According to the U.S. Fish & Wildlife Service, an estimated 12.5 million people age 16 or older hunted some variety of animals and created a $23 billion economic impact in 2006, and that number has grown exponentially since.

So far, Pulaski County has harvested a total of 564 deer, including 205 antlered bucks, in 2012 seasons. The number will certainly increase as the season opens today and will last until Tuesday, Nov. 20.

Boorom said there is "definitely" an increase in rifle sales, as well as ammo and leather sling sales, at his pawn shop "especially at this time of year."

As hunting piques local interest this month, many deerstalkers have their special areas to sit and wait.

"Probably the best place [to hunt] is on Fort Leonard Wood," Boorom said. "Certain areas they only open once a year, but there is really good hunting on the base itself."

Fort Leonard Wood offers more than 93 square miles of hunting territory in the Mark Twain National Forest to permitted visitors.

There are several other hunting preserves nearby including Big Game Manager and High Adventure Game Ranch in Cook Station; Free Rides at West Over in Steelville; and Stone Creek Hunting Ranch in Edgar Springs, among others.

Other hunters may choose to hunt on private property, which totals 60 percent of total land in the U.S.

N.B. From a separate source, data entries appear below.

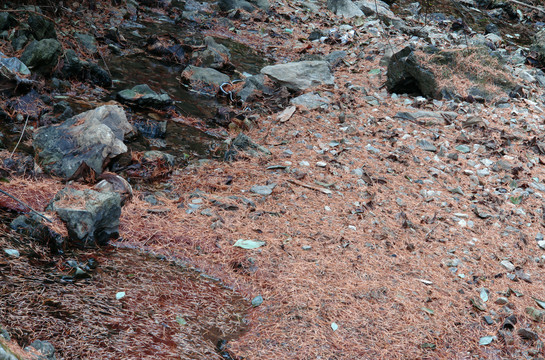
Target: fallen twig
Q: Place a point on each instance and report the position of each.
(325, 191)
(24, 204)
(20, 137)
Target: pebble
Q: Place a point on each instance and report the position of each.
(264, 190)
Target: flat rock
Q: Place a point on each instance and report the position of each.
(310, 100)
(92, 137)
(300, 75)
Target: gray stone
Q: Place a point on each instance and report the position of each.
(508, 265)
(92, 137)
(335, 57)
(372, 7)
(538, 44)
(42, 56)
(91, 217)
(252, 85)
(75, 67)
(407, 75)
(45, 348)
(88, 42)
(41, 28)
(501, 301)
(264, 190)
(143, 95)
(300, 75)
(310, 100)
(344, 8)
(206, 81)
(154, 156)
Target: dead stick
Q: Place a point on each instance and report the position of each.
(24, 204)
(528, 5)
(31, 11)
(325, 191)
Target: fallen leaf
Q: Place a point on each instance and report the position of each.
(286, 114)
(541, 303)
(485, 340)
(180, 320)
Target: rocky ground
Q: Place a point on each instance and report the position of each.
(371, 188)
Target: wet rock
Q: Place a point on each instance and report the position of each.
(372, 7)
(12, 71)
(87, 42)
(41, 28)
(110, 182)
(264, 190)
(426, 145)
(300, 75)
(215, 55)
(45, 348)
(335, 57)
(310, 101)
(91, 217)
(34, 227)
(249, 6)
(535, 314)
(538, 44)
(344, 8)
(92, 138)
(42, 56)
(84, 70)
(252, 86)
(143, 95)
(154, 156)
(406, 74)
(206, 81)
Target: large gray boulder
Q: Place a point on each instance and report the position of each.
(91, 217)
(344, 8)
(300, 75)
(13, 73)
(93, 137)
(204, 80)
(42, 56)
(41, 28)
(406, 74)
(249, 6)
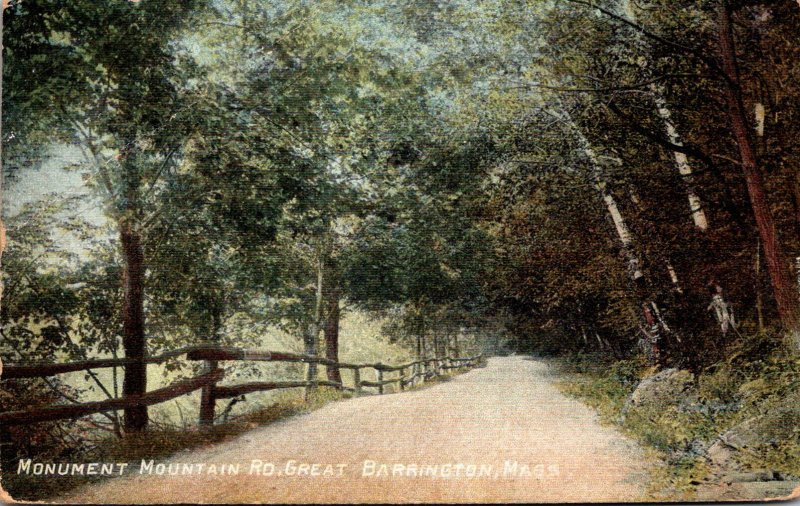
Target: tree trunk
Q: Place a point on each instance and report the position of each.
(784, 292)
(681, 161)
(133, 337)
(332, 336)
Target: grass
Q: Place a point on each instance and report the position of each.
(162, 440)
(677, 430)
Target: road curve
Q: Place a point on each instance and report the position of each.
(502, 433)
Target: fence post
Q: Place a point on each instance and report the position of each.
(311, 379)
(357, 379)
(207, 399)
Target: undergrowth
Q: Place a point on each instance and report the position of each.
(161, 440)
(753, 388)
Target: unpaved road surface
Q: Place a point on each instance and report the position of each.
(502, 433)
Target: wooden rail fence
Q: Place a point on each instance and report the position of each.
(408, 374)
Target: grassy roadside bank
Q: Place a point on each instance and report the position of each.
(751, 404)
(163, 440)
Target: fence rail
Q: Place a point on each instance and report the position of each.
(419, 370)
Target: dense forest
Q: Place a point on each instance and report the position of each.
(611, 177)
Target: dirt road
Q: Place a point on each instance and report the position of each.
(501, 433)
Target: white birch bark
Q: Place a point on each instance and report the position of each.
(681, 161)
(598, 179)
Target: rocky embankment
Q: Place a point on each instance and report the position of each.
(725, 453)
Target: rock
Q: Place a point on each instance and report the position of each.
(722, 455)
(758, 490)
(758, 475)
(667, 386)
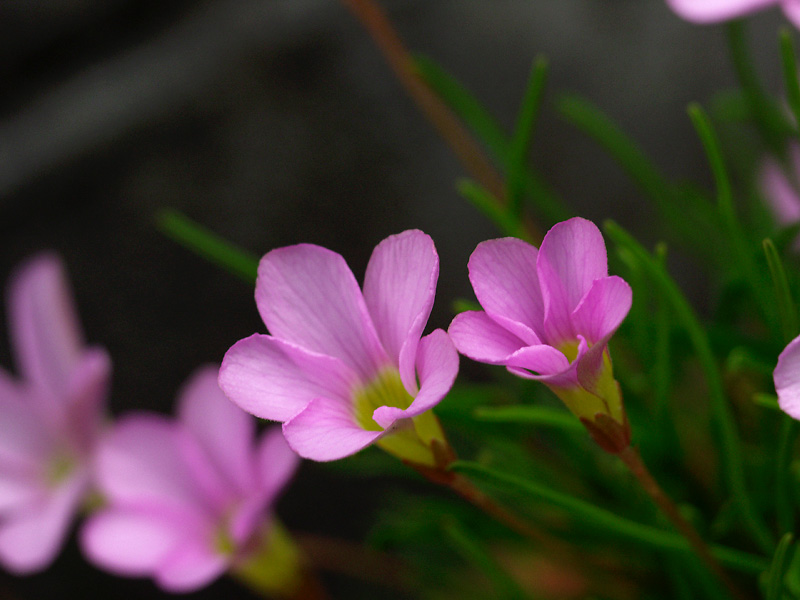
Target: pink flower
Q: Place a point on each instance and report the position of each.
(187, 499)
(548, 315)
(49, 418)
(343, 369)
(787, 379)
(780, 188)
(712, 11)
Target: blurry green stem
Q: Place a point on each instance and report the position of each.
(733, 457)
(446, 124)
(767, 118)
(633, 460)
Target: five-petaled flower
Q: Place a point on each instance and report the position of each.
(712, 11)
(50, 418)
(344, 369)
(548, 315)
(188, 499)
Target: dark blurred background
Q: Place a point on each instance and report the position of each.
(274, 122)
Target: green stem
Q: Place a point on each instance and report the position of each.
(731, 445)
(594, 516)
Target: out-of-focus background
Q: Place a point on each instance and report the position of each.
(274, 122)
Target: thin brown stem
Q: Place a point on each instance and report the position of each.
(435, 110)
(633, 460)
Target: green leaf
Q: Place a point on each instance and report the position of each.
(207, 244)
(591, 515)
(523, 133)
(730, 443)
(486, 128)
(790, 79)
(787, 309)
(777, 570)
(469, 549)
(543, 416)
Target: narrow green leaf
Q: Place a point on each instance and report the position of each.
(731, 446)
(593, 516)
(488, 130)
(766, 114)
(529, 415)
(777, 570)
(790, 78)
(523, 133)
(503, 584)
(596, 124)
(487, 204)
(787, 309)
(207, 244)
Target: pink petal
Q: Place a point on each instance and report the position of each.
(277, 463)
(787, 379)
(503, 274)
(603, 309)
(543, 363)
(190, 567)
(711, 11)
(31, 539)
(45, 333)
(224, 431)
(326, 430)
(130, 541)
(791, 8)
(780, 193)
(24, 440)
(308, 296)
(399, 287)
(273, 379)
(571, 257)
(479, 337)
(437, 365)
(88, 389)
(141, 461)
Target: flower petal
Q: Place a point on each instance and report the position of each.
(326, 430)
(399, 287)
(479, 337)
(45, 333)
(308, 296)
(31, 539)
(603, 309)
(437, 365)
(277, 463)
(571, 257)
(275, 380)
(141, 460)
(711, 11)
(190, 567)
(224, 431)
(24, 440)
(503, 274)
(779, 192)
(787, 379)
(543, 363)
(133, 541)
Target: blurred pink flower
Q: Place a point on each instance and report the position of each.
(787, 379)
(549, 314)
(341, 368)
(186, 499)
(712, 11)
(49, 418)
(781, 188)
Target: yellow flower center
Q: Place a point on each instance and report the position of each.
(412, 439)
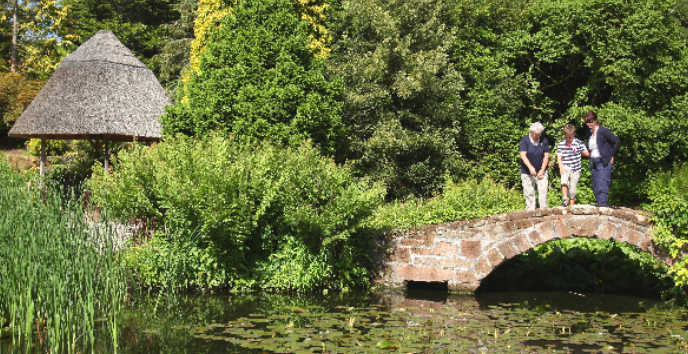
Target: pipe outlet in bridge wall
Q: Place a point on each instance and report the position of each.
(463, 253)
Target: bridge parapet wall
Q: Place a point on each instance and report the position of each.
(463, 253)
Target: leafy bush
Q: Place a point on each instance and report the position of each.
(467, 199)
(52, 147)
(242, 214)
(16, 93)
(581, 264)
(668, 193)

No matter the venue or experience level, the excitement from season to season always carries over.

"The night before you always think you have to go to bed early because you're getting up early, but you still can't sleep because you're excited," Boorom said

Hunting is such a mystical art that most who participate are less interested in the harvest and more focused on the experience.

For both Boorom and Earnst, the "peace and serenity" of experiencing nature in its natural state is the most special part of the hunt.

Firearms deer season lasts until Nov. 20. A day later, antlerless deer season begins in selected areas and lasts until Dec. 2. A Dec. 15 through 25 alternative methods season lasts until the final two-day youth season, which on Dec. 29 and 30.